The budget carriers have suffered more than the giants from a glut of flights within the United States, which has led to price-cutting. Delta, United and American have a booming business right now in long-haul international flights that can offset weak pricing power at home. Spirit does not.
The budget carriers are trying to adapt. Frontier Airlines — which, like Spirit, has been losing money for more than four years — matched a pandemic-era move by the bigger airlines and dropped flight-change and cancellation fees for many customers this spring.

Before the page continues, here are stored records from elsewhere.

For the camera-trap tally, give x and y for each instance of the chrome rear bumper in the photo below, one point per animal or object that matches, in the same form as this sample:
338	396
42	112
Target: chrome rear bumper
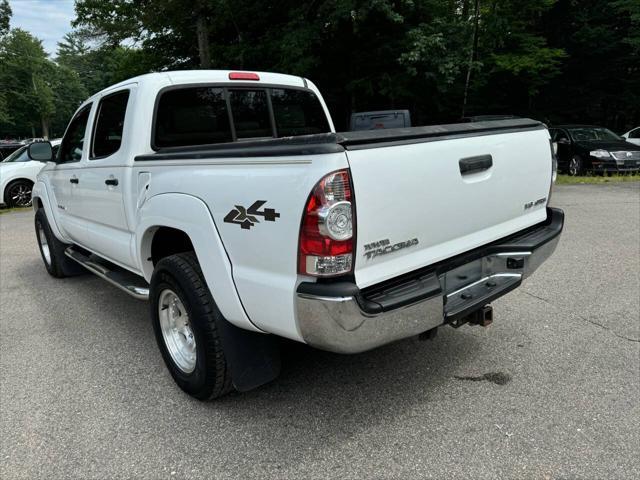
341	318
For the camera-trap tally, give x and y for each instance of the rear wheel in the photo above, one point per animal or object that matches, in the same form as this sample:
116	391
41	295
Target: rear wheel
575	166
184	318
52	250
18	193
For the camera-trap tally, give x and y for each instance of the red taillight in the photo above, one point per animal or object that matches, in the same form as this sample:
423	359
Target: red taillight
327	233
243	76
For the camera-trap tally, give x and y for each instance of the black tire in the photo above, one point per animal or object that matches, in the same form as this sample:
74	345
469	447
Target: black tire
18	193
56	262
575	167
181	274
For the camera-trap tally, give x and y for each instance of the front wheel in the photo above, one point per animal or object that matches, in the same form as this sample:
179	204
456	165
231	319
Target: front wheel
184	318
18	194
575	166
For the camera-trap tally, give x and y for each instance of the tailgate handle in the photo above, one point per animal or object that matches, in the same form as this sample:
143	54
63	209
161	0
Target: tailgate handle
475	164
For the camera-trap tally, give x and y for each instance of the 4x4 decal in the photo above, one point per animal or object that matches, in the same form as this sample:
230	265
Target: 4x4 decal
246	217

Spirit quickly copied the move.
Spirit has other problems, including a looming debt payment of more than $1 billion and a shortage of planes because some of its jets are grounded for inspections and repairs of Pratt & Whitney engines. Spirit expects compensation of up to $200 million from the engine maker, but its condition is dire enough that Spirit announced in April it would furlough some pilots and delay delivery of new jets.

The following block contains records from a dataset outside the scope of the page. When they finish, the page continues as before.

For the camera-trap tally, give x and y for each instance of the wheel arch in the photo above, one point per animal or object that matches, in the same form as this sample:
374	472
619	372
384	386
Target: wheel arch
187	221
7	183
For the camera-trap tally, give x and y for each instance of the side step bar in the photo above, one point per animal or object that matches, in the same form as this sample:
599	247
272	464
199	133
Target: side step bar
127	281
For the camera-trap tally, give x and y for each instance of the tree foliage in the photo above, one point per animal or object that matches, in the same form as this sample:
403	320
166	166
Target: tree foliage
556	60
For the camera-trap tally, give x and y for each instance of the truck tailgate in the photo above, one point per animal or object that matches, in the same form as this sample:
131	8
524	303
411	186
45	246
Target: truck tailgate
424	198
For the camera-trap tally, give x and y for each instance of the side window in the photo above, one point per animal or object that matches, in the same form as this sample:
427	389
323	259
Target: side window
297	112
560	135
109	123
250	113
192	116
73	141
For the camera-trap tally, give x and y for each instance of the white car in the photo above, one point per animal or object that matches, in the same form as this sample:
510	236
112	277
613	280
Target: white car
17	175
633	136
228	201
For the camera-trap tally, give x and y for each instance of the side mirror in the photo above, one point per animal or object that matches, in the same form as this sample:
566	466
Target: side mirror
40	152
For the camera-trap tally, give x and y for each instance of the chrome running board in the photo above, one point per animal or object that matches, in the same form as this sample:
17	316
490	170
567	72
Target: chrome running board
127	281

TD Cowen analysts downgraded Spirit shares to “Sell” this month and said if Spirit can’t renegotiate its debt or return leased planes to lessors, a pre-packaged bankruptcy filing is possible.

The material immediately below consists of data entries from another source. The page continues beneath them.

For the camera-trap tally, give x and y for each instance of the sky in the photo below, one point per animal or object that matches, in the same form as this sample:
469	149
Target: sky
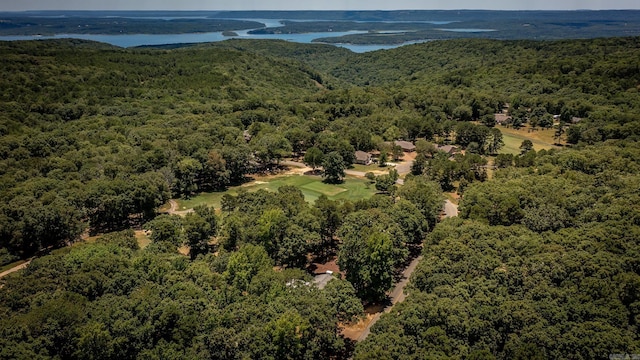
20	5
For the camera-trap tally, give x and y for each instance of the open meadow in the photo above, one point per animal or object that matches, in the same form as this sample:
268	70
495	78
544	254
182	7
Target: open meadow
311	186
541	139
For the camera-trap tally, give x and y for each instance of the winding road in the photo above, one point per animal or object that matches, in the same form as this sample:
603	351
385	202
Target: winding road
397	295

Spirit’s announcement Tuesday targets travelers who might not consider a budget airline.
It said customers will be able to book any of the four new ticket bundles starting Aug. 16. That means they won’t be available during the height of summer-vacation travel but will be in use over the busy Labor Day holiday.
“We listened to our guests and are excited to deliver what they want: choices for an elevated experience that are affordable and provide unparalleled value,” Christie said in a statement issued by Spirit.
Spirit shares gained 5% in afternoon trading but are down more than 80% this year.